E3S Web Conf.
Volume 306, 2021The First International Conference on Assessment and Development of Agricultural Innovation (1st ICADAI 2021)
|Number of page(s)||7|
|Section||Agricultural Social Economics and Policy|
|Published online||24 September 2021|
Partnership schemes in implementing mandatory garlic planting rules for importers: the case in East Lombok, Magelang, and Temanggung
1 School of Agriculture and Food Science, The University of Queensland, 4343, Queensland, Australia
2 Indonesian Center for Horticulture Research and Development, 16111, Jawa Barat, Indonesia
2 Indonesian Citrus and Subtropical Fruits Research Institute, 65327, Jawa Timur, Indonesia
* Corresponding author: firstname.lastname@example.org
National statistical data shows that almost all of Indonesia’s garlic needs are imported from other countries.
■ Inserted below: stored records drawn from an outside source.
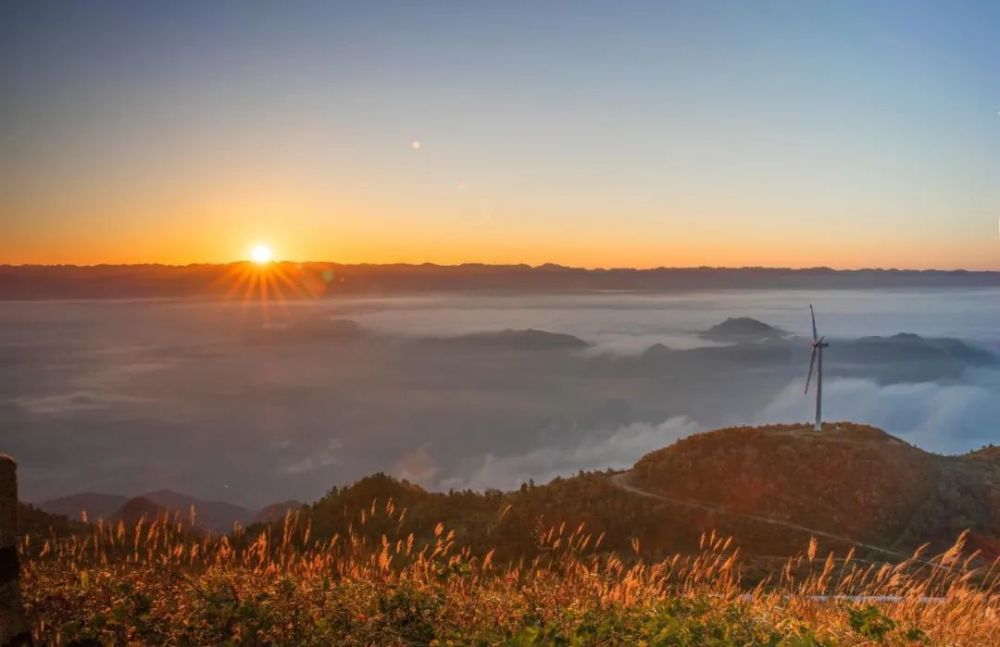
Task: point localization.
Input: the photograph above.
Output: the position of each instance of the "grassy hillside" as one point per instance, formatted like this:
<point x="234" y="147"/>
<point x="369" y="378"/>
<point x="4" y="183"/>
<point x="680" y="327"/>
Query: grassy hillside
<point x="595" y="559"/>
<point x="158" y="583"/>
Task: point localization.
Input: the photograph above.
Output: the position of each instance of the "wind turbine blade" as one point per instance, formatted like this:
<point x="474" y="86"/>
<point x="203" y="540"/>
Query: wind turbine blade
<point x="812" y="362"/>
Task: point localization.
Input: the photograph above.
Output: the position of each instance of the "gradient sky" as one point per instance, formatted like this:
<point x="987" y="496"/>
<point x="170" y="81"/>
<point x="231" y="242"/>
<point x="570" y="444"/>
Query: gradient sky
<point x="847" y="134"/>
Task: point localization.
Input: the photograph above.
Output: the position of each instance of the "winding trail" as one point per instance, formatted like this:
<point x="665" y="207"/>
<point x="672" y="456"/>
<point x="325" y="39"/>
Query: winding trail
<point x="622" y="480"/>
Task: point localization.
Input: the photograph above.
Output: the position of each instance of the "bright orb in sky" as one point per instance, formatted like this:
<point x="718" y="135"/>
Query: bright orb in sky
<point x="261" y="254"/>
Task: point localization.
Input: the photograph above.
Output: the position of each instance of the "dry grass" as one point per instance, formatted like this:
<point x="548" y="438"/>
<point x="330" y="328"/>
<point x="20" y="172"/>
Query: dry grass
<point x="156" y="583"/>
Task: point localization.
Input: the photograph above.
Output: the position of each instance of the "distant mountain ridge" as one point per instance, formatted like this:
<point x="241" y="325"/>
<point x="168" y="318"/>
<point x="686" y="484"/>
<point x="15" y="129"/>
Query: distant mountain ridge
<point x="326" y="279"/>
<point x="216" y="516"/>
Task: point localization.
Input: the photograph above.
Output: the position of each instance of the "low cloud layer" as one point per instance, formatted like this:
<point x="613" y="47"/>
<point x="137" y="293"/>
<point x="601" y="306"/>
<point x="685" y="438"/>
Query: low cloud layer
<point x="944" y="418"/>
<point x="597" y="451"/>
<point x="224" y="402"/>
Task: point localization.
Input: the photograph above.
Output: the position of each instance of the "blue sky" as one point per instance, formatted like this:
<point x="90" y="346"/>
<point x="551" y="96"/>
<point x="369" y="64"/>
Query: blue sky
<point x="725" y="133"/>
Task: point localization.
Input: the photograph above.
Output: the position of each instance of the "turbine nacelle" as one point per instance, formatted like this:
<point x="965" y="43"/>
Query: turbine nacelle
<point x="819" y="343"/>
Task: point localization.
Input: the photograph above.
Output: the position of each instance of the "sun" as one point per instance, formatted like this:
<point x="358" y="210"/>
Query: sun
<point x="261" y="254"/>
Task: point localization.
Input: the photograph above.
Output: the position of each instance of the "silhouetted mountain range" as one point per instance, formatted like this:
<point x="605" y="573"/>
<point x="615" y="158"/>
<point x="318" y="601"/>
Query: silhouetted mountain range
<point x="319" y="278"/>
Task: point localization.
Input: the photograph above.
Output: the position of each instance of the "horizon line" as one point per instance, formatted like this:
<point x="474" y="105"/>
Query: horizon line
<point x="822" y="268"/>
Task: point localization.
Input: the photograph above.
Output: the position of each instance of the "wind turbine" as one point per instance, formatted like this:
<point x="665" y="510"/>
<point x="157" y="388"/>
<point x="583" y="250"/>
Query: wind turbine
<point x="818" y="345"/>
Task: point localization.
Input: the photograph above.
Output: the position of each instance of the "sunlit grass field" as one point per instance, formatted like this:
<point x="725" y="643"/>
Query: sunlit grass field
<point x="157" y="583"/>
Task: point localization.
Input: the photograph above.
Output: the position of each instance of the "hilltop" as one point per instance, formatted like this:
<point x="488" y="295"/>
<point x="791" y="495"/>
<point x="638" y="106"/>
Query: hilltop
<point x="743" y="329"/>
<point x="770" y="487"/>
Local production is only less than 10% of the total national demand for garlic. The Indonesian government is currently working to increase national garlic production in order to reduce imports dependency. One of the efforts taken is to increase the planting area through mandatory planting regulations for garlic importers. Every importer is required to grow garlic in Indonesia, which, if converted, is equivalent to five per cent of the total imported garlic. Importers are given freedom regarding the planting mechanism, whether to plant by themselves or through the partnership scheme with farmers. Particularly for the partnership scheme with farmers, it is necessary to study a partnership scheme that is mutually beneficial for both parties. A study was conducted in 2018 as part of a horticultural development policy analysis research to examine the effectiveness of cooperation in implementing mandatory garlic planting regulations for importers. This research was conducted in three locations, East Lombok, Magelang, and Temanggung. This study found that each of the three locations has different cooperation schemes. Farmers are interested in forming partnerships with importers for several reasons: certainty of obtaining seeds and operational costs, and other reasons such as marketing certainty and the opportunity to get cultivation technology assistance.